The man behind the desk snickered and she growled at him. He quieted.
“A menu of what?”
“Of where you’d like to go next. What you’d like to be, and all that good stuff. An alternative would be to sit here and stare at Mr. Smith for a few million years.”
“I don’t want to do that,” she said quickly. “Please don’t take that personally, Mr. Smith.”
“I never do,” he said, grabbing a paperback from his desk drawer, removing his bookmark.
“This is a weird place,” she said to Bob.
“No maybe about it.”
“Would you like to be Samoan? German, Swedish, African, Danish, Scottish, or a lizard? You can be rain, a planet, a tree, or a tzzilap. You can be whatever you like.”
What’s a tzzilap?”
” A tzzilap is a small leaf like creature that becomes invisible at dawn.
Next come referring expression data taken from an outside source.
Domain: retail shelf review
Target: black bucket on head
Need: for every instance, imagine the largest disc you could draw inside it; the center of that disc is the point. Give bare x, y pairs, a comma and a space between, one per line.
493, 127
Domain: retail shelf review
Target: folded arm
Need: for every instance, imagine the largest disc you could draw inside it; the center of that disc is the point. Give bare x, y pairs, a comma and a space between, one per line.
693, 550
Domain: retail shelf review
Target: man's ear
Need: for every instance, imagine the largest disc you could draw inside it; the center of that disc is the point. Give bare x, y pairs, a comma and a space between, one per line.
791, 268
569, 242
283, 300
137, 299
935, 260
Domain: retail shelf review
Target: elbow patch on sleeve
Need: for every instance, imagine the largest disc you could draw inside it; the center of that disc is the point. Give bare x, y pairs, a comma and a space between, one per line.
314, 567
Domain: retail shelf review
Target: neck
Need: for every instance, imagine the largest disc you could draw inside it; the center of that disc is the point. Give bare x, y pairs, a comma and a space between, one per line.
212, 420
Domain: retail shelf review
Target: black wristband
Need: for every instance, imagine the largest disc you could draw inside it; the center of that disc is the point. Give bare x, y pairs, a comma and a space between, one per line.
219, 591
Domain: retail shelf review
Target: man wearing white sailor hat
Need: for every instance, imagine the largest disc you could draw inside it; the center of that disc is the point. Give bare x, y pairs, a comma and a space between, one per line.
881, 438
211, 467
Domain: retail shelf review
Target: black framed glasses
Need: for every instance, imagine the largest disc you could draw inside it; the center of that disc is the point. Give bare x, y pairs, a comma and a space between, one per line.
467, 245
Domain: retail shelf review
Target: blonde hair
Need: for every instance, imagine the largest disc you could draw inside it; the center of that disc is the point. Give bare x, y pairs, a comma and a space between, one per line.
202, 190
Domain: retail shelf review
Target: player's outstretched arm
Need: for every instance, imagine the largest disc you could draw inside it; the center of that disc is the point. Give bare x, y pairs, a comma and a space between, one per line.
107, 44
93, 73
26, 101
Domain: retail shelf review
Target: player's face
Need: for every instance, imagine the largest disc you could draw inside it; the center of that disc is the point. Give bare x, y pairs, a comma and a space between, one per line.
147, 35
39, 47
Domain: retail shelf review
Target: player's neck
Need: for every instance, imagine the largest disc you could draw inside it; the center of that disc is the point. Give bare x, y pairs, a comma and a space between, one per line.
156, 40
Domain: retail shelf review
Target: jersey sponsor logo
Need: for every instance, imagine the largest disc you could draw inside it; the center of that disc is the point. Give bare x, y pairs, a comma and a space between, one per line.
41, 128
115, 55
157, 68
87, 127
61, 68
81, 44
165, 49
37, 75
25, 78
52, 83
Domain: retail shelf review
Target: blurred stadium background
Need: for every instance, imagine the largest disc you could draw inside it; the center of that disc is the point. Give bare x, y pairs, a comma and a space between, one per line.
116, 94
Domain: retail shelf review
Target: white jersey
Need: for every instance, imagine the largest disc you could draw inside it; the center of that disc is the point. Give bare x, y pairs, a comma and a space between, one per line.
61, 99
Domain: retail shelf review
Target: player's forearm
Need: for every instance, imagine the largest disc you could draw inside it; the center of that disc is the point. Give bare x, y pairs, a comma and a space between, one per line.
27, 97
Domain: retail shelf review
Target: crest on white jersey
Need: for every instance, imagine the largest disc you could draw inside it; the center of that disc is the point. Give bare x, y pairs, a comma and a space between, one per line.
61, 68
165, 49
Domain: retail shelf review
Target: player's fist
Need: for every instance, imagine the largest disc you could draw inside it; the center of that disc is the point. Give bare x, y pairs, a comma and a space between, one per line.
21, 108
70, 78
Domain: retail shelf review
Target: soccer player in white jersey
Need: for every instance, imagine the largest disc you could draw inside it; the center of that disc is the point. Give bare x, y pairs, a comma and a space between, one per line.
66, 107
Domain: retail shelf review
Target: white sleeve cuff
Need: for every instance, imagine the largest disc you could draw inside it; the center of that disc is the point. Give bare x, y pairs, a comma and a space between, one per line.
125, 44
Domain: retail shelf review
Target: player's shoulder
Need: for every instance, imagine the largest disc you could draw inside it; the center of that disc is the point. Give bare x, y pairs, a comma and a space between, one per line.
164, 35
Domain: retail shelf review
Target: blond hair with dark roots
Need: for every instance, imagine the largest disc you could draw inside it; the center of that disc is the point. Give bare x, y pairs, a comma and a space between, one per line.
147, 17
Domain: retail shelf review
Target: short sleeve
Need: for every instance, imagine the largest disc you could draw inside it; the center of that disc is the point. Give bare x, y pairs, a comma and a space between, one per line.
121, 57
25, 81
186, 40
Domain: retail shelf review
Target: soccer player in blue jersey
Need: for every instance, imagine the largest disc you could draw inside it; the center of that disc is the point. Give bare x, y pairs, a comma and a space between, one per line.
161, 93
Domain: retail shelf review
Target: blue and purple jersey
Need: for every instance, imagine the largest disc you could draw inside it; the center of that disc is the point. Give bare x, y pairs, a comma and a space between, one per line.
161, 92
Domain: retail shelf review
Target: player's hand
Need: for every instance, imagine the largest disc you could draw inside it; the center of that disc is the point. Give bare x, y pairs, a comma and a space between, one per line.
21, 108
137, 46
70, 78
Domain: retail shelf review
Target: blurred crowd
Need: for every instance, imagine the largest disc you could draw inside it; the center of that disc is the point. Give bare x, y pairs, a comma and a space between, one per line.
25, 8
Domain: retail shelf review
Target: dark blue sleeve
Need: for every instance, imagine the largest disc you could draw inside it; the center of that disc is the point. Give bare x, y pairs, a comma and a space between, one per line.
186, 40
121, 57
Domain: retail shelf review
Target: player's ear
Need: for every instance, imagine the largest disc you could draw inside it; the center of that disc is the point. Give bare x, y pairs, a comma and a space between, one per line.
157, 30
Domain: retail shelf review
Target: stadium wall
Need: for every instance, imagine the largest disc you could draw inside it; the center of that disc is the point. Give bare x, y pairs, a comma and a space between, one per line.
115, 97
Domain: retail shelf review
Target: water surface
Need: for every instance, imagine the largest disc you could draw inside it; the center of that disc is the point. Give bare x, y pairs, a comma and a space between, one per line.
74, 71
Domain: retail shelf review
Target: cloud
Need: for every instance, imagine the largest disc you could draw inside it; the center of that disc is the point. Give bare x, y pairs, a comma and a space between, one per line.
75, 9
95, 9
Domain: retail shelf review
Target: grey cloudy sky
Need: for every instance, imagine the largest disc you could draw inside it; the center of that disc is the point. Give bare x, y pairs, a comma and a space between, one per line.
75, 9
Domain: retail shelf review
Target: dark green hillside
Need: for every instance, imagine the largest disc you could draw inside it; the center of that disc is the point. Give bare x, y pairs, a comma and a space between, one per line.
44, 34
It is highly poisonous, kills when it feels like it, and eats constantly. It lives on a very small planet just past Pluto. Think of it as a mini black hole, only more dangerous.”
“Why would I want to be that?”
“No idea. It was just a suggestion, but please hurry up, my program starts in nine minutes.”
“Program? Minutes?” she scoffed. “Tell me there’s a difference between life and death.”
“I will, if you truly want me to. But you won’t like it.”
Mr. Smith cleared his throat.
“Hit me with it, Bobby,” she said, leaning back in her chair. “How bad can it be?”
“The difference between life and death is that when you’re dead,” he said, softly, “you can no longer be with those you love and leave behind.”